This Sunday I will continue the series in both Sanctuary services entitled “Five Essentials for Living Well.” In this series we are looking together at five aspects of living well, or in Jesus’ words: “abundant life.” This Sunday we will hear three passages of scripture that speak to the same reality:
Matthew 6:14 — “If you forgive others their sins, your heavenly Father will also forgive you.”
Luke 17:3 — “Watch yourselves! If your brother or sister sins, warn them to stop. If they change their hearts and lives, forgive them.”
Colossians 3:13 — “Be tolerant with each other and, if someone has a complaint against anyone, forgive each other. As the Lord forgave you, so also forgive each other.”
One of the essentials of living well is forgiveness. It is a theme that appears over and over again in Jesus’ teachings and in scripture in general. Martin Luther noted, “The continual forgiveness of the neighbor [is] the primary and foremost duty of Christians, second only to faith and the reception of forgiveness.”
Forgiveness is not easy and it is often misunderstood. In conversations with people throughout the years, and as I look into my own heart and mind in relation to forgiveness, I think many of us are afraid that forgiving an offense is the same as saying that the affront or the harm didn’t matter or was unimportant — but it isn’t. In spite of the old saying, “Forgive and forget,” I’ve come to realize that forgiveness is NOT forgetting. It is NOT accepting or justifying or condoning what happened. It is NOT even reconciling — although that may happen . Forgiveness does NOT require having to understand the offender or the offense. Forgiveness does NOT mean that we no longer feel the pain of the offense. We often do. And, certainly, forgiveness does NOT mean submitting yourself to abuse of any kind — that is NOT forgiveness.
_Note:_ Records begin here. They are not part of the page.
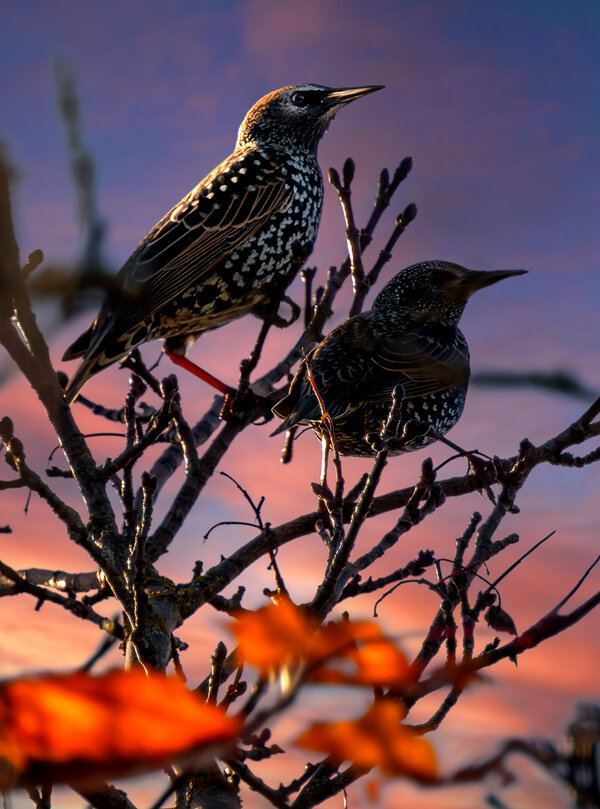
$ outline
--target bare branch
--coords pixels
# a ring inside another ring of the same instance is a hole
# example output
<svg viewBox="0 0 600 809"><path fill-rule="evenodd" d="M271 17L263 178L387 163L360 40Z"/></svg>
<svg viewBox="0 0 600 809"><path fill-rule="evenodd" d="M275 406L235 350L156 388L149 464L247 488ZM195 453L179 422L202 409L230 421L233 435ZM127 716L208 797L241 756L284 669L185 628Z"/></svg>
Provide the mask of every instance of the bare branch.
<svg viewBox="0 0 600 809"><path fill-rule="evenodd" d="M82 601L77 601L77 599L73 598L72 596L62 596L53 592L52 590L47 590L45 587L32 584L4 562L0 562L0 575L13 583L14 592L11 593L11 595L16 595L17 593L28 593L29 595L34 596L40 604L42 604L44 601L51 601L54 604L58 604L59 606L63 607L68 612L71 612L73 615L76 615L78 618L83 618L85 621L91 621L99 626L100 629L108 632L110 635L115 635L118 638L123 637L122 628L118 624L109 618L104 618L102 615L99 615L89 606L89 604L84 604Z"/></svg>

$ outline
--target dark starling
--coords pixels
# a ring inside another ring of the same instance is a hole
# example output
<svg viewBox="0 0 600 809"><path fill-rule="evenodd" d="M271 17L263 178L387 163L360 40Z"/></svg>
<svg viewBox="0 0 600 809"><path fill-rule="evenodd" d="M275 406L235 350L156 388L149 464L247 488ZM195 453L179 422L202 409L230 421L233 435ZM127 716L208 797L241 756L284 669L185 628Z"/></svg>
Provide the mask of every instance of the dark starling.
<svg viewBox="0 0 600 809"><path fill-rule="evenodd" d="M396 385L404 388L398 432L407 421L427 422L444 435L463 411L469 349L458 322L470 296L526 270L468 270L448 261L414 264L398 273L368 312L341 323L300 365L288 395L273 408L284 419L273 433L309 424L323 435L321 407L333 423L342 455L374 455L365 440L386 420ZM390 454L434 441L420 434Z"/></svg>
<svg viewBox="0 0 600 809"><path fill-rule="evenodd" d="M83 357L73 401L107 365L148 340L182 357L203 332L278 301L317 235L317 146L336 112L380 86L283 87L244 118L234 152L158 222L126 261L100 313L65 352Z"/></svg>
So, what is it? The definition that has come to mean a great deal to me since I first read it in a study by the Fetzer Institute is this: Forgiveness is the difficult and intentional process of letting go of an old reality and opening up the possibility of a new one. The longer I live, the more convinced I am that this difficult and intentional process is essential for living well.
I look forward to seeing you on Sunday as we think together about this important part of living and what it means for each of us.